From the beginning, I found this film engrossing, engaging spiritually and theologically as well as emotionally. The acting was terrific. Some parts were harrowing. The unending use of vulgarities, in particular the “f” word, was irritating, and before I understood the point, seemed unworthy of the rest of the movie. On the whole, however, both Richard and I found Magnolia wonderful. After three hours, we left our seats exhilarated and ready for conversation.
It wasn’t until I was in the ladies’ room that I realized that not everyone who’d seen it liked it. I was surprised then horrified to hear woman after woman come in complaining to her female companions.
“Well, I don’t know what you think, but as far as I’m concerned, that was a lot about nothing,” one large, grim-faced woman said as she washed her hands and shook the water off into the sink.
“You’re darn right,” her smaller, middle-aged friend replied angrily. “I thought the whole thing was repulsive.

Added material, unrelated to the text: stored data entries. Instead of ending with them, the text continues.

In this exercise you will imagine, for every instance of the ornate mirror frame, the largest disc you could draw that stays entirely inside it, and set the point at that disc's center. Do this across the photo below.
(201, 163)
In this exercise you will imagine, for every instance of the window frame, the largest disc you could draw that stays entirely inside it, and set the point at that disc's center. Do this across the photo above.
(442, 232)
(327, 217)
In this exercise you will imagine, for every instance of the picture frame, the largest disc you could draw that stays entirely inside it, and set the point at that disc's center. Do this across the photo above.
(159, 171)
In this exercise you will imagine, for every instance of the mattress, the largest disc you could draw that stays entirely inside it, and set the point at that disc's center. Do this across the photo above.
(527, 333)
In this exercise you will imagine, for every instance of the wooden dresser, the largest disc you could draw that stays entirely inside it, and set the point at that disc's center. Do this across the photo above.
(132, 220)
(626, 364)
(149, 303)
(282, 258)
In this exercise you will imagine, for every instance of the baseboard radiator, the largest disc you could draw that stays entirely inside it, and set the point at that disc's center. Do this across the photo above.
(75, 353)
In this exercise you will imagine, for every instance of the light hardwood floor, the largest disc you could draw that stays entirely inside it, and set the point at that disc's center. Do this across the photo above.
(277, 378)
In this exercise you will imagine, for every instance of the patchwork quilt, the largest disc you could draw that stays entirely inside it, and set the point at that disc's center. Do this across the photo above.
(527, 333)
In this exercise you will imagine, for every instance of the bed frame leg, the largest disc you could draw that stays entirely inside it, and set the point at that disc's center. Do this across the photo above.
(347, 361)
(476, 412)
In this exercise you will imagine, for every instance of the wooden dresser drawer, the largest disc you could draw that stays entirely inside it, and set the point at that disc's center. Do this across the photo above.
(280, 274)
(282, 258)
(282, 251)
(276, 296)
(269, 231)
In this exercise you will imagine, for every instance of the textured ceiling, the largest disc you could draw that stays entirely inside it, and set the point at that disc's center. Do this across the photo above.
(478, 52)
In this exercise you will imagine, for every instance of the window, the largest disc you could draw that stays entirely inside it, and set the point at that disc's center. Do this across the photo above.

It just goes to show, you can’t trust what you read in the paper.”
Back out in the hall the reviews were no better. “That was awful! Why did you have to drag me here anyway?” a man was complaining to his apologetic wife. I was stunned to hear all of this about a movie I had experienced as profound.
Thinking about it later, I could identify some reasons for their reactions. With a dozen major characters and eight different plot lines, Magnolia is more like a complex novel than a short story. The pacing is sometimes frenetic, sometimes so slow as to be hallucinatory. Throughout the movie the music is crucial but often excruciatingly loud. Finally, there is the problem of the intensely theological nature of this film. Few of us are accustomed any more to reflect on or even recognize theological issues unless they are made explicit.
But the real difficulty is in the ideas. Magnolia asks us to become genuinely good and loving people, and to look honestly at ourselves and repent of whatever keeps us from being good. These things are hard, and they are seriously, painfully at odds with the assumptions of our general culture.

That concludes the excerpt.